Announcement

Collapse
No announcement yet.

Enhancing PTS for FreeBSD regression testing

Collapse
X
 
  • Filter
  • Time
  • Show
Clear All
new posts

  • Enhancing PTS for FreeBSD regression testing

    It's time for the FreeBSD project to get a continuous benchmark system to test for performance regressions. At this point, we're weighing PTS vs a homegrown solution. But PTS is missing some features that we would like. We have four FreeBSD developers willing to work part time on adding them, if it can be done easily and if Phoronix would be willing to merge our changes upstream. However, we are all complete n00bs to PTS. Can some more experienced PTS developers please advise us on the ease of making these particular enhancements?

    1) We'll need to add some extra benchmark programs. This looks easy.

    2) We'll need to detect far more hardware and software configuration elements. Some of these (like sysctl settings) will be FreeBSD-specific and won't apply to other platforms. When viewing results, we'll want to be able to query by these elements. For numeric elements, like the kernel version of the amount of installed RAM, we'll want to be able to query a range.

    3) We'll need more graph types. In particular, we need to be able to do a scatter or line graph of one or more results against another variable, like kernel version.

    4) We need to incorporate networking. AFAICT, PTS benchmarks are restricted to a single host. But networking services like nfsd and pf are very imporant to FreeBSD users, so any benchmark suite must be able to exercise them. This means we'll need a small cluster of slave nodes to generate load for the machine under test. We'll probably have to record the slaves' hardware and software configurations, and we'll need PTS to command and control them. We'll also need an exclusive reservation system, so multiple systems running PTS don't try to use the same clients and the same time. Is this soft of functionality on the roadmap for PTS? Is it even possible with PTS's architecture?

  • #2
    Hi, yes, we would be interested in working with you to enhance FreeBSD support... I'll reply in more detail to your post later today or tomorrow as I have been travelling all day.

    -- Michael
    Michael Larabel
    https://www.michaellarabel.com/

    Comment


    • #3
      Originally posted by Alan Somers View Post
      It's time for the FreeBSD project to get a continuous benchmark system to test for performance regressions. At this point, we're weighing PTS vs a homegrown solution. But PTS is missing some features that we would like. We have four FreeBSD developers willing to work part time on adding them, if it can be done easily and if Phoronix would be willing to merge our changes upstream. However, we are all complete n00bs to PTS. Can some more experienced PTS developers please advise us on the ease of making these particular enhancements?

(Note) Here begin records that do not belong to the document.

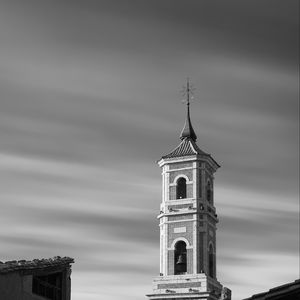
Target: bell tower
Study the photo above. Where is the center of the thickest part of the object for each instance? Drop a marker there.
(187, 222)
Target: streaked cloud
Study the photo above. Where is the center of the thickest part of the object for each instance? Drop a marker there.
(90, 100)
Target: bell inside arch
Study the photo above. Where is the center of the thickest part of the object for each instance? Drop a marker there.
(181, 259)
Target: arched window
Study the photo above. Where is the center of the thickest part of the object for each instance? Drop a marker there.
(181, 188)
(180, 258)
(211, 261)
(208, 192)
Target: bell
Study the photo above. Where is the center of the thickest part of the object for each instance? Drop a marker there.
(181, 259)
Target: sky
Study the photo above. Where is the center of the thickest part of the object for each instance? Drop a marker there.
(90, 100)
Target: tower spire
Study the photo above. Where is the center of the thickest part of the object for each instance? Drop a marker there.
(188, 131)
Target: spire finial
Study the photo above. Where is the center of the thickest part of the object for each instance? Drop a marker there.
(188, 131)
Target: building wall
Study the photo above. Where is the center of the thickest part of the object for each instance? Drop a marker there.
(17, 286)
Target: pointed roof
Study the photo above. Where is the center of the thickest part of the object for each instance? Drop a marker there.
(187, 147)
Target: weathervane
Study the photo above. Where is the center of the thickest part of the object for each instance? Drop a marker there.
(187, 91)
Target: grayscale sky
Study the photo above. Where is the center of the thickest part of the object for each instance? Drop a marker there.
(90, 100)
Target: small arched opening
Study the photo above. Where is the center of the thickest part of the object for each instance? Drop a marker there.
(180, 258)
(181, 188)
(211, 261)
(208, 192)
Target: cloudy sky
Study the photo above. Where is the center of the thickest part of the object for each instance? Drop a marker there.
(90, 99)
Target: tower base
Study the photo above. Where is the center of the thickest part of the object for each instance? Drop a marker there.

      1) We'll need to add some extra benchmark programs. This looks easy.
      Yes, this should be fairly easy. Basically it's some small XML files and then shell scripts... Basically, if you can have a script to automate the execution of a particular test, it's only a small step away from being able to make a test profile out of it. If you have an automated script, I'm more than happy to help out in turning it to an upstreamable profile.

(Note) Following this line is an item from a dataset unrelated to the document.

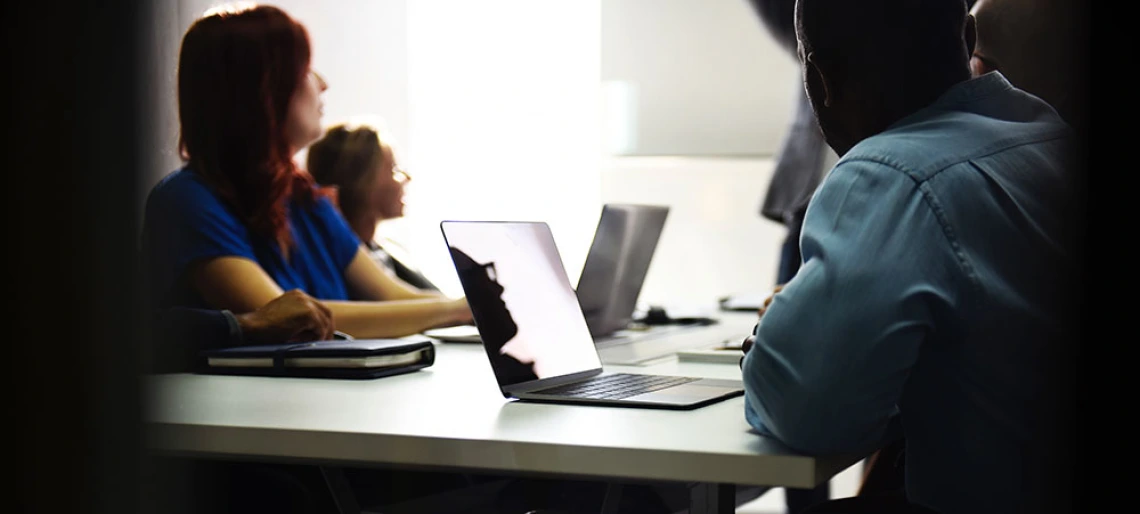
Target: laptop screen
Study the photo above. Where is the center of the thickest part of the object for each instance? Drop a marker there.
(618, 261)
(526, 311)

      Originally posted by Alan Somers View Post
      2) We'll need to detect far more hardware and software configuration elements. Some of these (like sysctl settings) will be FreeBSD-specific and won't apply to other platforms. When viewing results, we'll want to be able to query by these elements. For numeric elements, like the kernel version of the amount of installed RAM, we'll want to be able to query a range.
      I'm happy to see more upstream FreeBSD/BSD PTS improvements. I'm the lead/main developer of PTS and don't have any commercial customers or anything on FreeBSD PTS that I'm aware of, thus all of my FreeBSD PTS porting up to this point has just been about "scratching my own needs" and making a best effort when time allows for a good port. So basically whenever I want to run tests at Phoronix.com or just want to toy around with the latest PTS release, I'll see what works and what doesn't. There's a lot more that can be exposed through PTS than what is currently offered with FreeBSD compatibility, in terms of hardware/software reporting, etc. Patches are always welcome. For many of the areas when I've tried expanding upon the FreeBSD port I've been blocked by not having documentation / knowing some of the FreeBSD commands or sysctl names for reading certain information, etc.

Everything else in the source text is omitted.